Swapping a Uni-App Starter's Base Made AI Agents Stop Breaking the Project
theme: qklhk-chocolate
You've probably encountered this: you ask an Agent to add a page to a project, and it modifies the auto-generated pages.json as if it were a source file, or it can't figure out which plugin configuration to touch.
The problem usually isn't the model; it's that the project itself is a black box to the AI.
After swapping the base of wot-starter to oiyo, the main thing I wanted to solve was exactly this: making the project readable for both humans and AI.
If you've used wot-starter, you're probably familiar with it: based on vitese-uni-app, it deeply integrates the Wot UI component library, making it a fairly complete uni-app starter project.
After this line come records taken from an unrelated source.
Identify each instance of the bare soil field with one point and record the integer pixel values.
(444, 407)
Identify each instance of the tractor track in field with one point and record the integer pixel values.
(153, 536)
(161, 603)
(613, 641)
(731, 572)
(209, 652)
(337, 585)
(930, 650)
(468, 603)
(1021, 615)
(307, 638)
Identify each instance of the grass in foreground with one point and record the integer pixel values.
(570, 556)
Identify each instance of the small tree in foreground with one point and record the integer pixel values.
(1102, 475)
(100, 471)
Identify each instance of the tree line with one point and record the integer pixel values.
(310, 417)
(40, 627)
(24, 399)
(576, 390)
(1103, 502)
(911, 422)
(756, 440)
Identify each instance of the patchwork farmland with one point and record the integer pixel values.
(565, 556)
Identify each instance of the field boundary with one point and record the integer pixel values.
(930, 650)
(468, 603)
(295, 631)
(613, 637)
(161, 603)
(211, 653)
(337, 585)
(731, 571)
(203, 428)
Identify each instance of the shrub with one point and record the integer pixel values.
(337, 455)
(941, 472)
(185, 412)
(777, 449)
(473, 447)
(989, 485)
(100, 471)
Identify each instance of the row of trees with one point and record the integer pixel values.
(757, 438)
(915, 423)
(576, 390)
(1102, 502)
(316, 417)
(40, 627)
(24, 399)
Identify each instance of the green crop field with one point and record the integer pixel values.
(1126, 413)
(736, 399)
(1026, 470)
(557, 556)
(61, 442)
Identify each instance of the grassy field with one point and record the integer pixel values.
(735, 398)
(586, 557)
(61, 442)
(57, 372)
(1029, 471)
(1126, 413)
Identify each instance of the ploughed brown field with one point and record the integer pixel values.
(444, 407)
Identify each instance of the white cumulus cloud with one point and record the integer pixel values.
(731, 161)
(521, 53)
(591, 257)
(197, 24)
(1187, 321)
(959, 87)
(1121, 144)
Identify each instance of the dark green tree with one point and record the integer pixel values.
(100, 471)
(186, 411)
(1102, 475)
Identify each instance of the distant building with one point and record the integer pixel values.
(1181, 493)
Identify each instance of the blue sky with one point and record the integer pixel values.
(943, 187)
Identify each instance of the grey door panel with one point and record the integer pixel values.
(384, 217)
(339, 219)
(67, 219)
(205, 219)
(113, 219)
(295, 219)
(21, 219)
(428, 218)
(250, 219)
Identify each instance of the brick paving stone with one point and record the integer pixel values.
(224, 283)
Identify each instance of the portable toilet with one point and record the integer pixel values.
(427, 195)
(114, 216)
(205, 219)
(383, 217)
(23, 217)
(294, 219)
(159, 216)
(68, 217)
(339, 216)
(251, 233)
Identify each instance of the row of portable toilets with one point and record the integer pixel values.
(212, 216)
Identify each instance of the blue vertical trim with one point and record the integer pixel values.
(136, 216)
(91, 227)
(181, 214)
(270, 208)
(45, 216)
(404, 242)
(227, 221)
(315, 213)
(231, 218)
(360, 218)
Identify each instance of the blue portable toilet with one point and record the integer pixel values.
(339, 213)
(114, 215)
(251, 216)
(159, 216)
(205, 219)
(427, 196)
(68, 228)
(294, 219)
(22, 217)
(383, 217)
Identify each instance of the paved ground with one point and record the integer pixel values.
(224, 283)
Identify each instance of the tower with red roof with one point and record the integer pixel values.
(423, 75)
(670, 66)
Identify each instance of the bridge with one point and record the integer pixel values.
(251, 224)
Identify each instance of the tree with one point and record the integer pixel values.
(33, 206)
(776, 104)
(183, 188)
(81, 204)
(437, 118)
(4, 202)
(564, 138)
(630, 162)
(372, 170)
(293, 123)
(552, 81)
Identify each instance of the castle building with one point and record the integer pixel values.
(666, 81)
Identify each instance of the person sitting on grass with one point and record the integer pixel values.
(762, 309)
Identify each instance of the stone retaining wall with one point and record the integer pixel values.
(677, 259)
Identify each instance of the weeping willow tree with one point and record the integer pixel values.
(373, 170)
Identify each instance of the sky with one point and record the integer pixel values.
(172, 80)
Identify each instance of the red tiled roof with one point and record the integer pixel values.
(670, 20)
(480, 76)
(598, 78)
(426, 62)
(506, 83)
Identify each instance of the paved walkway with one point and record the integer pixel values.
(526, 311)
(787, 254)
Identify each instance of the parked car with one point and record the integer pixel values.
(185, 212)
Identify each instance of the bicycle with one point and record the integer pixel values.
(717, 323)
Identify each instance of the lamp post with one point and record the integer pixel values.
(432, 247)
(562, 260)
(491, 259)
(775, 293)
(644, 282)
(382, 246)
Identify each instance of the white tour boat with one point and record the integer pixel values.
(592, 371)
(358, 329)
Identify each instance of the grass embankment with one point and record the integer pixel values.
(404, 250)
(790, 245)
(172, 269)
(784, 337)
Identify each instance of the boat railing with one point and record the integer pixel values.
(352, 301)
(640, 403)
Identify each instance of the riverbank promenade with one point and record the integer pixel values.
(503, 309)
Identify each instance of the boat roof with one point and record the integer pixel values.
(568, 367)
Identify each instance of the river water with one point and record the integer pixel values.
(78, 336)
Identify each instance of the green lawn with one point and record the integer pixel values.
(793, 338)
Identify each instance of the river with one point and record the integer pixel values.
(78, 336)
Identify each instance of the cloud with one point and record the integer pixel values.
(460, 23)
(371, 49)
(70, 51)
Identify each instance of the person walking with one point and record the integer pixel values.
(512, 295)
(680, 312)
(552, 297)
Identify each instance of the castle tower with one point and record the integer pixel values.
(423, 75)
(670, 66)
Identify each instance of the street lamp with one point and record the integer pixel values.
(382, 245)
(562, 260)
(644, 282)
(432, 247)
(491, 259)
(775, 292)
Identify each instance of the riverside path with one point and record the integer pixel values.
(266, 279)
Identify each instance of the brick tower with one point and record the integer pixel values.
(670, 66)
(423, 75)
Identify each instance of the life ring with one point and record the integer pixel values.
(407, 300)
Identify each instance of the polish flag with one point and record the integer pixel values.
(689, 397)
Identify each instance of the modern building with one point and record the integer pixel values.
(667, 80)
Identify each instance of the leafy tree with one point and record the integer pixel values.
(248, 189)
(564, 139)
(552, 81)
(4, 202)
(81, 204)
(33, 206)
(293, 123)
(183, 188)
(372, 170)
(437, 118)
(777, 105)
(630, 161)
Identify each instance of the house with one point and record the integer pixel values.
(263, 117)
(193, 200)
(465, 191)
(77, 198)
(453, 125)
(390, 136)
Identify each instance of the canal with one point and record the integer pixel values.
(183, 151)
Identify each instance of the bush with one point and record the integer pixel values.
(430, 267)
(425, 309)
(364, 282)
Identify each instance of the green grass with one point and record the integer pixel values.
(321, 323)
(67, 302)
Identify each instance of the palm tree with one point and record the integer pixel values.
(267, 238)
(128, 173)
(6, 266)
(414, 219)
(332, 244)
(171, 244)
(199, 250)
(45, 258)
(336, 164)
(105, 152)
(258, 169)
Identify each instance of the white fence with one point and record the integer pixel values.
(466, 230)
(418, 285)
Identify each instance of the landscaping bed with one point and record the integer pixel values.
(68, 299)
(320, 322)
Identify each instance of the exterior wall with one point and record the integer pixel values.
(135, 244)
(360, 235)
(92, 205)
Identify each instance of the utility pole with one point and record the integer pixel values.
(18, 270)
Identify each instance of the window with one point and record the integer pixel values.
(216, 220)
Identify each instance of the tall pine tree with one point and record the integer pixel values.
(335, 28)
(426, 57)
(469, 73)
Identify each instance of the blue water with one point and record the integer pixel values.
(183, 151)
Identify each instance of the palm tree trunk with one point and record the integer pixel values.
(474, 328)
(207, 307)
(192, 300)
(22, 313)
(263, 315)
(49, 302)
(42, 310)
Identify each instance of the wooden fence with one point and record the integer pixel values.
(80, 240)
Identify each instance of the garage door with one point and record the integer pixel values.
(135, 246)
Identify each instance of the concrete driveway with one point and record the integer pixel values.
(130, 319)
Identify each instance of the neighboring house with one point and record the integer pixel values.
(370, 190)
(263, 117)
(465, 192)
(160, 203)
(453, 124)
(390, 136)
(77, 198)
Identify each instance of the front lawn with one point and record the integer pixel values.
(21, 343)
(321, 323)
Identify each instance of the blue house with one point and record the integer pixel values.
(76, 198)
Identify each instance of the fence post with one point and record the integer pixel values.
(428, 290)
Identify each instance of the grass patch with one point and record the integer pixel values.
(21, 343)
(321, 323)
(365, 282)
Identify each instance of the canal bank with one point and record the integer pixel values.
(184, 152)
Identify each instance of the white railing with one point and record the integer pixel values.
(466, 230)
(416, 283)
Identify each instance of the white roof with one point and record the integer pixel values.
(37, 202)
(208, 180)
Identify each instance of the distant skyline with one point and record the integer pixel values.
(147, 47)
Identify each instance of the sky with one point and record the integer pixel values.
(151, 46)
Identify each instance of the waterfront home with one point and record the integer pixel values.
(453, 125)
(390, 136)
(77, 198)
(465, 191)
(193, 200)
oiyo-starter hasn't completely overturned it. The component library is still Wot UI, and the surrounding pieces like router, charts, and CI are largely retained. What really changed is the engineering base, moving from a patchwork of plugins to the integrated conventions of the oiyo framework.
The table below gives an overview of both sides. I'll pick a few of the most noticeable differences to expand on later.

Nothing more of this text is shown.